8th June 2020
Dear Wellfield family,
I hope you’ve all had the most wonderful week with your families.
This post is directed more towards the adults at home, and how they can support you with what you’re feeling at the moment.
We’ve spoken a fair amount about how children feel and their emotions, but quite often we don’t think about adults having those feelings too. We tend to try to hide our worry, sadness and anger from children through fear of upsetting them, or that it will make them likely to display more anger. This isn’t true, it’s actually helpful for children to see us showing our emotions in a controlled way. It teaches children that these feelings are completely normal, they shouldn’t be embarrassed about them, or frightened to share them. When we keep our emotions hidden, they build up, and become more difficult to deal with. Showing your children, or talking with your children about how you’re feeling helps them learn to express themselves in a healthy way.
Adults are human, if you’re feeling cross, explain to your children what it is that’s made you cross, and discuss with them what you could do to make yourself feel better. This teaches them how to take responsibility for, and respond to their own feelings. Similarly with every other emotion, sharing that, makes it a much less scary thing, because you are teaching them that what they’re feeling is okay, it’s just about how they express it.
If you have a child for example who can get quite angry, and can become physically violent, or verbally aggressive, discussing how you handle that feeling can model a more healthy response.
What is most important in this post is that the conversation starts flowing, adults aren’t perfect, and neither are children, we all have our moments and our wobbles. Discussion paves the way for understanding, and understanding leads to healthy expression of emotions.

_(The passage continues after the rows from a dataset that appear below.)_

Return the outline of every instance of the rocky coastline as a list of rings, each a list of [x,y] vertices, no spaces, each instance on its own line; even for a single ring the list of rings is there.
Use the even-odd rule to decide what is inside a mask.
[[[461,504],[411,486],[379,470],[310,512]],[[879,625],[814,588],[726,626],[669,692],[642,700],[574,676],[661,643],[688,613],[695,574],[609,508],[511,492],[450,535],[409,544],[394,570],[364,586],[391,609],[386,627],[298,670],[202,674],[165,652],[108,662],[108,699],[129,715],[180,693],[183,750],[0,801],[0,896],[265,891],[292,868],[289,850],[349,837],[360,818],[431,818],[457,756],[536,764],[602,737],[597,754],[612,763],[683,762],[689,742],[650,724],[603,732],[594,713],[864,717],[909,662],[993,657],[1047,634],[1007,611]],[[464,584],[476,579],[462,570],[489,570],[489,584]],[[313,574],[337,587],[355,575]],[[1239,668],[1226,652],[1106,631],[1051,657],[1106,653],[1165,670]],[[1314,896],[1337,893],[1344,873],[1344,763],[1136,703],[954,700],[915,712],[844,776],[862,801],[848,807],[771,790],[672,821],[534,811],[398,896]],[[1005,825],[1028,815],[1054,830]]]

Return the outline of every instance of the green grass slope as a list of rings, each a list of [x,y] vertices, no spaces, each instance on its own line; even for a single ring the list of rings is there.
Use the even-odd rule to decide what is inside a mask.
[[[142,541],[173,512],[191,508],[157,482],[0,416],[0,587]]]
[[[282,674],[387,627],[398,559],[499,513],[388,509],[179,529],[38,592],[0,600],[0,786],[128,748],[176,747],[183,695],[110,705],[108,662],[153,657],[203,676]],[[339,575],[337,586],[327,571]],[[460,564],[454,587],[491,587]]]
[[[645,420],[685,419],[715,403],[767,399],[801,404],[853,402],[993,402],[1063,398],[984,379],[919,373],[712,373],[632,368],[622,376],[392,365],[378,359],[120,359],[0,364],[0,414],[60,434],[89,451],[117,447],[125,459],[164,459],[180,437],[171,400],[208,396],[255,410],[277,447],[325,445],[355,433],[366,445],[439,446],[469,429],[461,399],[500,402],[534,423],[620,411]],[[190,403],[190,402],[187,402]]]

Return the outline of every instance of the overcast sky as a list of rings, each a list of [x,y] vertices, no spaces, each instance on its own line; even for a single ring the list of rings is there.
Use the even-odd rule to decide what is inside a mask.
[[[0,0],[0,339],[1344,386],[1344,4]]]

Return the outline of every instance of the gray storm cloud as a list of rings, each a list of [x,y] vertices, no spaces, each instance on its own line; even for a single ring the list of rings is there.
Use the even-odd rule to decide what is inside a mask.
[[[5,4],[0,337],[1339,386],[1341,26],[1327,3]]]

The ELSA website has a brilliant worksheet based activity as an ice breaker for conversation, so if you can, perhaps both you, and your child could have a sheet each, fill in a box at a time, and then compare your experiences, ask them questions, make suggestions for them, and listen to their suggestions. This activity shouldn’t be taxing, it isn’t about handwriting or spelling, let them draw their experiences if they wish, and try to be creative with it, but most importantly, listen and share.